文字とおり横並び

今が好き♪

1999.3.2

いつも見るたびに気になる横並びがある。橋や道路の開通式、ビルや会館の開所式に見られるテープカットの場面である。十人程のおとなが横一列にならび、一斉にはさみで前の紅白テープを切る。テープは当然こま切れ、落とさないようにみんな50センチほどの切れ端をぶらさげている。いつからこんな滑稽なテープカットになってしまったのだろう。本来、テープカットは一人が真ん中でテープを切り、はらりと両側にテープを落として道をあける儀式だったはずだ。きっとはさみをいれるのに最もふさわしい人を一人にしぼる勇気がないのだろう。かくして、得意の横並びが考えだされた。これで人選の問題はいっきょ解決。もう何人いようが平気だ、みんな横に並びなさいだ。

昭和39年10月、東京オリンピック開催の直前に営業を開始した東海道新幹線の開通式の写真がある。
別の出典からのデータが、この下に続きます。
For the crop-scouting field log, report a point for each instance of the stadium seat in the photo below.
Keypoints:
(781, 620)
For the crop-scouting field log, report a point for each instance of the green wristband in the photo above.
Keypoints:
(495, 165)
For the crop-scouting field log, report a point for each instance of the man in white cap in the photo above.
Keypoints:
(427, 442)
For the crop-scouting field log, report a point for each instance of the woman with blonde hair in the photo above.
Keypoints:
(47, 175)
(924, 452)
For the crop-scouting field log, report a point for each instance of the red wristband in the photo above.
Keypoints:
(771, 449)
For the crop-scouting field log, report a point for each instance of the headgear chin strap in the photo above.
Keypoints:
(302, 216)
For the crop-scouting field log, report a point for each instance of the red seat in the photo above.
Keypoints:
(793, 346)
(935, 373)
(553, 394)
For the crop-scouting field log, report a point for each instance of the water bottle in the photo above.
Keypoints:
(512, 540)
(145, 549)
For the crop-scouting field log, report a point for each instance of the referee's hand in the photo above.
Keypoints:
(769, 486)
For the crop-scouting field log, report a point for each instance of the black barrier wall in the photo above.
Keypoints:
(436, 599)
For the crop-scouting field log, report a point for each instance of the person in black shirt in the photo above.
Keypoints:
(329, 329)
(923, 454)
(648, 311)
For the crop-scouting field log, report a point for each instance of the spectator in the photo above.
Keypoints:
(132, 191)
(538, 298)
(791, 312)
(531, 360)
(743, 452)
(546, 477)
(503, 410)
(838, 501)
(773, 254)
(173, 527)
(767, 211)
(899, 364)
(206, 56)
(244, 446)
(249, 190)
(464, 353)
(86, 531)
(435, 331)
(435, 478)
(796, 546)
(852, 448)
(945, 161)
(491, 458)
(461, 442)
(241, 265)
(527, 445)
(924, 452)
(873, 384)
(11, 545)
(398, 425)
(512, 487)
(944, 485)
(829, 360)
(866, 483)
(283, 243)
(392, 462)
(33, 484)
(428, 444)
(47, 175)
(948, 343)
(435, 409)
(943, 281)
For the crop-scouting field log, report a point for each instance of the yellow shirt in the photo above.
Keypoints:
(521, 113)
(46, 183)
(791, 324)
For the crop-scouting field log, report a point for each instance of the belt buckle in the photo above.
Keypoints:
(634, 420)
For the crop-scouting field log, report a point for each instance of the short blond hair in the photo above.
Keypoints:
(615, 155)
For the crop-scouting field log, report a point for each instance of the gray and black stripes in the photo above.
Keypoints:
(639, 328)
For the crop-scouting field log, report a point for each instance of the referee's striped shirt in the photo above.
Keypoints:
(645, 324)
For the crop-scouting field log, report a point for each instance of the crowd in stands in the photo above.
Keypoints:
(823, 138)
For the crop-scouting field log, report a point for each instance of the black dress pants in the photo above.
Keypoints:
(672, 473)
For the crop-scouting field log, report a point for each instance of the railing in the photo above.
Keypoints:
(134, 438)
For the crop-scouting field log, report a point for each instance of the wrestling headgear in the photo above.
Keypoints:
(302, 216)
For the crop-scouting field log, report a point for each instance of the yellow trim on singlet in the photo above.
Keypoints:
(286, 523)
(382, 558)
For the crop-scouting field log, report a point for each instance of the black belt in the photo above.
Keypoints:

東京駅をまさに出発せんとするひかり1号の前にはられたテープにはさみを入れたのはたった一人、当時の石田国鉄総裁だった。あれから30年ほどしかたっていない。今、お作法どおりのテープカットはどこへ行ってしまったのだろう。どうしても何人もでやりたいのなら、最悪でも横並びでなく縦並びでやってもらいたい。テープを人数ぶんだけ平行に張り、テープ一本につき一人がはさみをいれるという案だ。テープの購入予算は多少かさむが、こっちだって何人でもいらっしゃいだ。テープが全てはらりと落ちれば道ができ、切れ端を持つ必要も無い。一斉に切らず、前の人から順々に切っておじぎでもして脇にどいてゆき、最後の一本をカットして完了などと云うのもいいかも知れない。横並びはもうたくさんだ。